Bellérophon dompta la Chimère farouche.
—N'approche pas.—Ma lèvre a fait frémir ta bouche…
—Viens donc! Entre mes bras tes os vont se briser;
Mes ongles dans ta chair… —Qu'importe le supplice,
Si j'ai conquis la gloire et ravi le baiser?
—Tu triomphes en vain, car tu meurs.—Ô délice!…
Marsyas
Les pins du bois natal que charmait ton haleine
N'ont pas brûlé ta chair, ô malheureux! Tes os
Sont dissous, et ton sang s'écoule avec les eaux
Que les monts de Phrygie épanchent vers la plaine.

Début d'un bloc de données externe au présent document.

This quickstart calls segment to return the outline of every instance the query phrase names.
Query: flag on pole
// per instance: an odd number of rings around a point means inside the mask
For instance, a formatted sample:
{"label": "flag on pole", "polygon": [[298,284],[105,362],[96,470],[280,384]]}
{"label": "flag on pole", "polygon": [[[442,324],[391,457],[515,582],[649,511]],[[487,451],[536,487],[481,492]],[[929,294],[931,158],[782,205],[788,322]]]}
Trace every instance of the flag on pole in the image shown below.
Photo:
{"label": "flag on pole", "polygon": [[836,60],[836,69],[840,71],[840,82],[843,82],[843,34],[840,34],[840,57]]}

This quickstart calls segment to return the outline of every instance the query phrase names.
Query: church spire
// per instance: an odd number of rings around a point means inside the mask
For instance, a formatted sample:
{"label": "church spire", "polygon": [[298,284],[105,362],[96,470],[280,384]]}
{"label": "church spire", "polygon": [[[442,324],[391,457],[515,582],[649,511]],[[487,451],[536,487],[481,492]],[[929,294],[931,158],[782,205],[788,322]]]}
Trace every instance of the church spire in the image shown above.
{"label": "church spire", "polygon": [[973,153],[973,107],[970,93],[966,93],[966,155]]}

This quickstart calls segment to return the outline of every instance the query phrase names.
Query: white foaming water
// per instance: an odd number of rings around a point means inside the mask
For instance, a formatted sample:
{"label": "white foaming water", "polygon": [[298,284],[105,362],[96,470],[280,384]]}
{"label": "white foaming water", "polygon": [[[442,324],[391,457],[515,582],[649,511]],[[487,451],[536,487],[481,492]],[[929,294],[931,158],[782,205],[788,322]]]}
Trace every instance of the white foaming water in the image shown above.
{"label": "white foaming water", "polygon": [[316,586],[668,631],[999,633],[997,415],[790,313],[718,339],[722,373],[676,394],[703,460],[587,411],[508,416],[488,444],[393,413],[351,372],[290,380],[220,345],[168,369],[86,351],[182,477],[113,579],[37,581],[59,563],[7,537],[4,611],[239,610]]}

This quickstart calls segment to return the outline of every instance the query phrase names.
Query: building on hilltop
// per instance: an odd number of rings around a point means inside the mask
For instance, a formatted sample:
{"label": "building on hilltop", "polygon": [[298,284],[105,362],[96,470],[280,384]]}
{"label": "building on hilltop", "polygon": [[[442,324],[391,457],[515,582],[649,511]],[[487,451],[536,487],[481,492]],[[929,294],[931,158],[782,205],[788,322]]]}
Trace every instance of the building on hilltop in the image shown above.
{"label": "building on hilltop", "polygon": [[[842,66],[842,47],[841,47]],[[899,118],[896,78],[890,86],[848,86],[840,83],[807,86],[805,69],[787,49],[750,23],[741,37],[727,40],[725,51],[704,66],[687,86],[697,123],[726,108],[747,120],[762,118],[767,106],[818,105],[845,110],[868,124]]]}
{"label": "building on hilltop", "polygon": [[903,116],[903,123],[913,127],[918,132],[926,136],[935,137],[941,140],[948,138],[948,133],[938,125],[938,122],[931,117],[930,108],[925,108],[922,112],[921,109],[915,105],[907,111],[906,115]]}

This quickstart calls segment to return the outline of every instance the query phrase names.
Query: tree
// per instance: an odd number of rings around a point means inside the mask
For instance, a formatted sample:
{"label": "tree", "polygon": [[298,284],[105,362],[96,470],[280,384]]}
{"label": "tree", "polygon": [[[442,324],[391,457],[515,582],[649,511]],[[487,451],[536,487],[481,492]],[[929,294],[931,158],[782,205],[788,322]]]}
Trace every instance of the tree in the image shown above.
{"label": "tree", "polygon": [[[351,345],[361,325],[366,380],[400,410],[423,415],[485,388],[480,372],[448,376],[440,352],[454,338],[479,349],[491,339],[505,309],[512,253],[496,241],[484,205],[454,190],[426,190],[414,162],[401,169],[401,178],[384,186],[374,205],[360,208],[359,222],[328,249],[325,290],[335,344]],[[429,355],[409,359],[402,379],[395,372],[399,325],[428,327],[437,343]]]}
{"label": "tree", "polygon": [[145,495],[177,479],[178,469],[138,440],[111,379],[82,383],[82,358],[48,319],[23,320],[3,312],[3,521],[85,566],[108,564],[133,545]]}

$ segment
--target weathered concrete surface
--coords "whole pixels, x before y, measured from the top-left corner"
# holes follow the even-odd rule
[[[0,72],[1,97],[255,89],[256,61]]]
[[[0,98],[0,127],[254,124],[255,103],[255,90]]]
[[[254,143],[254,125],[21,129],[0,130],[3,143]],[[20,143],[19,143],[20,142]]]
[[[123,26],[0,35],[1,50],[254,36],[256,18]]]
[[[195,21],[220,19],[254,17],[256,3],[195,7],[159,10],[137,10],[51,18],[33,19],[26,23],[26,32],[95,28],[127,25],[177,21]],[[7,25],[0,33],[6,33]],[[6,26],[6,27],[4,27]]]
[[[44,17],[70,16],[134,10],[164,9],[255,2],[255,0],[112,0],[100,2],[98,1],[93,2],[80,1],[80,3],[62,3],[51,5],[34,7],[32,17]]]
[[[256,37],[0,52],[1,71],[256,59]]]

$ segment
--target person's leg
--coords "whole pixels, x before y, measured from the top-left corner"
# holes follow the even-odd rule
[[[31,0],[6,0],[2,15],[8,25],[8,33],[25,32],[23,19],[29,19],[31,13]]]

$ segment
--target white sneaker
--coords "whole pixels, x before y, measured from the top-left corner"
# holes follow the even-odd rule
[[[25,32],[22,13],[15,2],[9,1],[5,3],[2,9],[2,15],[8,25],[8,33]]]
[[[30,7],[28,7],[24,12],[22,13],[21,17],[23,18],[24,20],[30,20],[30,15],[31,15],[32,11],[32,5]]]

Le jaloux Citharède, orgueil du ciel hellène,
De son plectre de fer a brisé tes roseaux
Qui, domptant les lions, enseignaient les oiseaux;
Il ne reste plus rien du chanteur de Célène.
Rien qu'un lambeau sanglant qui flotte au tronc de l'if
Auquel on l'a lié pour l'écorcher tout vif.
Ô Dieu cruel! Ô cris! Voix lamentable et tendre!
Non, vous n'entendrez plus, sous un doigt trop savant,
La flûte soupirer aux rives du Méandre …
Car la peau du Satyre est le jouet du vent.